The affidavits submitted in support of the motion for appropriate relief were by Frank Nickerson, Jr., the defendant's son, and Gerald Moore, one of the friends of the defendant's son who was in the house when the defendant entered. Each of them said he had consumed a substantial amount of marijuana on the night in question so that he was disoriented and intoxicated. Each said that as a result of being under the influence of marijuana he "had limited memory and recall, ability to perceive the events that took place, diminished capacity to relate what he perceived, and motivation to withhold information." Each of them said he had told defendant's counsel that he had not smoked marijuana on the night in question. Both of them also said that the explicitness of their "testimony had more to do with the pressures placed upon him by those interested in his testimony than on his ability to recall and perceive the event." The defendant argues that the testimony of these two witnesses was material to the defendant's intent at the time of the incident and was crucial to his conviction. He argues that a new trial should be granted in light of the affidavits.

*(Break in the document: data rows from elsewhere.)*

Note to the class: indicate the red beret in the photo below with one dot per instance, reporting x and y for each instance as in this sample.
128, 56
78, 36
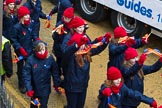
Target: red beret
69, 12
22, 11
119, 32
76, 22
9, 1
113, 73
130, 53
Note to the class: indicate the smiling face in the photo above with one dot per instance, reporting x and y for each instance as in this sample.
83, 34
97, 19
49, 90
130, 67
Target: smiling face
117, 82
80, 29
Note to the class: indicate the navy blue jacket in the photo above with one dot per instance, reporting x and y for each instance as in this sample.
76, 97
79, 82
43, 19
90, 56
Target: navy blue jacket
8, 23
60, 7
35, 13
117, 99
37, 75
75, 77
116, 53
134, 82
23, 36
58, 39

The defendant discusses this issue in terms of newly discovered evidence. It may be more in the nature of recanted or retracted testimony. Some of our cases have discussed recanted testimony in terms of newly discovered evidence. See State v. Morrow, 264 N.C. 77, 140 S.E.2d 767 (1965); State v. Roddy, 253 N.C. 574, 117 S.E.2d 401 (1960); Conrad Industries v. Sonderegger, 69 N.C.App. 159, 316 S.E.2d 327 (1984) and State v. Blalock, 13 N.C.App. 711, 187 S.E.2d 404 (1972). There is a difference between recanted testimony and newly discovered evidence. Newly discovered evidence is evidence which was in existence but not known to a party at the time of trial. Recanted testimony is testimony which has been repudiated by a party who gave it. Recanted testimony is not evidence which existed at the time of trial because the recanting witness would not have testified to it at trial. A motion for a new trial on the basis of recanted testimony is for the purpose of removing testimony from a jury. A motion for a new trial based on newly discovered evidence is for the purpose of putting new evidence before a jury. In State v. Ellers, 234 N.C. 42, 65 S.E.2d 503 (1951), a case in which a witness repudiated his testimony, this Court said, "the decisions ordinarily applicable to newly discovered evidence will not be held as controlling upon a factual situation like that disclosed by the present record." Id. at 45, 65 S.E.2d at 505. In Ellers the Court did not use the rule normally stated for newly discovered evidence but ordered a new trial. We believe Ellers stands for the proposition that the rule for granting a new trial for newly discovered evidence is not the same as the rule for granting a new trial for recanted testimony.

We do not believe we must decide whether the affidavits filed in this case show there is recanted testimony or newly discovered evidence. We hold that the affidavits do not show either. Although both affiants say they were under the influence of marijuana and had limited capacity to perceive what took place and to relate it, neither of them say their testimony at trial was false. Neither of them recanted his testimony. The rule for newly discovered evidence is that in order for a new trial to be granted it must appear that (1) the witness or witnesses will give newly discovered evidence; (2) the newly discovered evidence is probably true; (3) the evidence is material, competent and relevant; (4) due diligence was used and proper means were employed to procure the testimony at trial; (5) the newly discovered evidence is not *764 merely cumulative or corroborative; (6) the new evidence does not merely tend to contradict, impeach or discredit the testimony of a former witness; and (7) the evidence is of such a nature that a different result will probably be reached at a new trial. See State v. Beaver, 291 N.C. 137, 229 S.E.2d 179 (1976) and State v. Casey, 201 N.C. 620, 161 S.E. 81 (1931). If the witnesses were allowed to testify as stated in their affidavits this would merely discredit their testimony at the first trial. This is not grounds for a new trial for newly discovered evidence. The court properly overruled the defendant's motion for a new trial.